Puis, non, finalement.
De l'eau. De l'eau salée. Séchée. Incrustée sur les vitres, comme des gouttes figées, scotchées. Pas vraiment l'impression d'y voir des cristaux de sel, pourtant. Plus une réminiscence de cire de bougie.
La clarté est faible derrière cette vitre. Un flou continuel, entretenu par l'arrivée de nouvelles gouttes d'eau de mer, réelles et spontanées.
Le bateau dodeline sur le raz de Sein endormi mais un sommeil légèrement agité. La houle hyperactive et serpentine fait son office. Tranquillement, sans effort, sans aide extérieure. Juste ce qu'il faut pour le balancier. Parfois, un creux de deux mètres et le rebond envoie sur les vitres de nouvelles gouttes fraîches qui dégoulinent mollement sans complètement disparaître.
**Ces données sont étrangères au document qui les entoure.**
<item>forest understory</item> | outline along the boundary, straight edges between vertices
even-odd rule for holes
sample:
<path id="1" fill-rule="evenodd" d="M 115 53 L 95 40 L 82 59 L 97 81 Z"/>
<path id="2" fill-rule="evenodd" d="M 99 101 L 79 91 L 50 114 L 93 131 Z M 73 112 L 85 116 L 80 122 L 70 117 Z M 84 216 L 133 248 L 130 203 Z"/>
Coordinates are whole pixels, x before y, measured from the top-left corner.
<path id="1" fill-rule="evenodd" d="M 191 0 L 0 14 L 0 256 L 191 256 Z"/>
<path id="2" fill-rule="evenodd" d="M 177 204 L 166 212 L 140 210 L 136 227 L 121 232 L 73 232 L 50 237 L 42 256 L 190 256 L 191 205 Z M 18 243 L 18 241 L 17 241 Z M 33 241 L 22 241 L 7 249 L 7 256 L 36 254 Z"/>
Elles rejoignent leurs camarades salines, accentuant le flou de transition intérieur/extérieur.
Là, dehors, dans le balancier lymphatique, on ne distingue que des silhouettes à peine esquissées : le dos de baleine de la pointe du Raz, la présence d'un trait fugace, le phare de la Vieille et plus loin, deviné, pas vraiment vu, le phare de Tevennec.
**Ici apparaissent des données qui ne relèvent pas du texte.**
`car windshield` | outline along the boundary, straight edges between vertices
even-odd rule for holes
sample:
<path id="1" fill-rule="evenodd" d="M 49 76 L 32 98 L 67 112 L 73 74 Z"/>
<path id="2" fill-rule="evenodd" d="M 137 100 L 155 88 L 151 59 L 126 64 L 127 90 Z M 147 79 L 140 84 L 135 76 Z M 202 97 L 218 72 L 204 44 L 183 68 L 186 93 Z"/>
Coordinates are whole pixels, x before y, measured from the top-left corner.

C'est un paysage de teintes brunes, noires, entretenu par le flou perpétuel des vitres.
Alentour, l'humeur est maussade et baigne dans des gris dissonants aux traits d'horizon marqués, tout à tour laiteux ou anthracites.
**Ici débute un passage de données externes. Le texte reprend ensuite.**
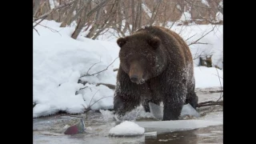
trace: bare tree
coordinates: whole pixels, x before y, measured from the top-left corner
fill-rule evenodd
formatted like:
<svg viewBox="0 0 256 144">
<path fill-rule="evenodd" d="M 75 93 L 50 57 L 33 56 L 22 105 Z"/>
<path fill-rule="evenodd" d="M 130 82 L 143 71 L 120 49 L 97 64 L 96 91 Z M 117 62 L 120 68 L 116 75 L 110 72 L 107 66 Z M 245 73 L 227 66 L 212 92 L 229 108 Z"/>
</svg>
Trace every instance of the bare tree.
<svg viewBox="0 0 256 144">
<path fill-rule="evenodd" d="M 71 17 L 73 15 L 73 13 L 77 7 L 78 3 L 79 2 L 79 0 L 75 0 L 72 5 L 71 9 L 68 12 L 67 15 L 66 16 L 66 18 L 64 21 L 62 22 L 60 27 L 65 27 L 66 25 L 70 25 L 71 23 Z"/>
</svg>

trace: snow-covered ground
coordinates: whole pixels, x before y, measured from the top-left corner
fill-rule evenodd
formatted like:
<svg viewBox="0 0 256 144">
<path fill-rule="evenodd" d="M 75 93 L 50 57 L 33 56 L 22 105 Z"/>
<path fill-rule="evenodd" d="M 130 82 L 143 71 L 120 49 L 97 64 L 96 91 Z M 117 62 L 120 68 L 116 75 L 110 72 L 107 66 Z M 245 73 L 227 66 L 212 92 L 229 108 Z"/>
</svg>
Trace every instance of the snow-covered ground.
<svg viewBox="0 0 256 144">
<path fill-rule="evenodd" d="M 117 38 L 111 36 L 111 30 L 98 40 L 82 36 L 74 40 L 70 38 L 74 27 L 61 28 L 60 23 L 46 20 L 41 25 L 49 28 L 37 26 L 40 35 L 34 30 L 33 101 L 36 106 L 33 117 L 54 114 L 59 110 L 82 113 L 84 108 L 90 106 L 94 110 L 113 108 L 114 90 L 102 85 L 96 86 L 97 83 L 115 84 L 116 72 L 113 70 L 118 67 L 119 59 L 106 70 L 118 57 L 119 51 L 115 43 Z M 172 30 L 178 33 L 182 31 L 180 34 L 185 39 L 193 36 L 188 40 L 190 42 L 210 31 L 213 26 L 174 26 Z M 218 26 L 199 42 L 210 45 L 191 45 L 194 56 L 200 53 L 213 54 L 213 64 L 222 68 L 222 26 Z M 194 60 L 196 88 L 222 85 L 222 70 L 198 67 L 198 59 Z M 106 70 L 96 74 L 103 70 Z M 78 83 L 79 78 L 86 74 L 87 76 L 81 79 L 88 82 L 85 86 Z"/>
<path fill-rule="evenodd" d="M 134 122 L 125 121 L 112 127 L 109 134 L 112 136 L 135 136 L 143 134 L 145 129 Z"/>
</svg>

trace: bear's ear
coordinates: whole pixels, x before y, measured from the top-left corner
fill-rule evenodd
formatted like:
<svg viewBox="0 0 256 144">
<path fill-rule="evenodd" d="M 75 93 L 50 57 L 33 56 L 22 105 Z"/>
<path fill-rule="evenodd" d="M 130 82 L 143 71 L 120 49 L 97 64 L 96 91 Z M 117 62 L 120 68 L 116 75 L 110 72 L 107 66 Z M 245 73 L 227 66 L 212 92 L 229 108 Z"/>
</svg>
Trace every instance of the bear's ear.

Et le bateau dodeline toujours. Quelques ressacs de mal de mer et la parole philosophe d'un homme d'équipage, terrien compétent en gestion de gravité aléatoire : "Pourtant, c'est pas la saison du vomi".
On aperçoit l'île uniquement quand le bateau manœuvre pour l'accoster. Un trait de plume entre terre et mer. On le savait, on avait lu un peu avant. Queffelec, Abraham, Rachilde. Et Perros, son "assiette plate au ras des eaux".
Dans la passe, le bateau ne dodeline plus. On arrive, donc.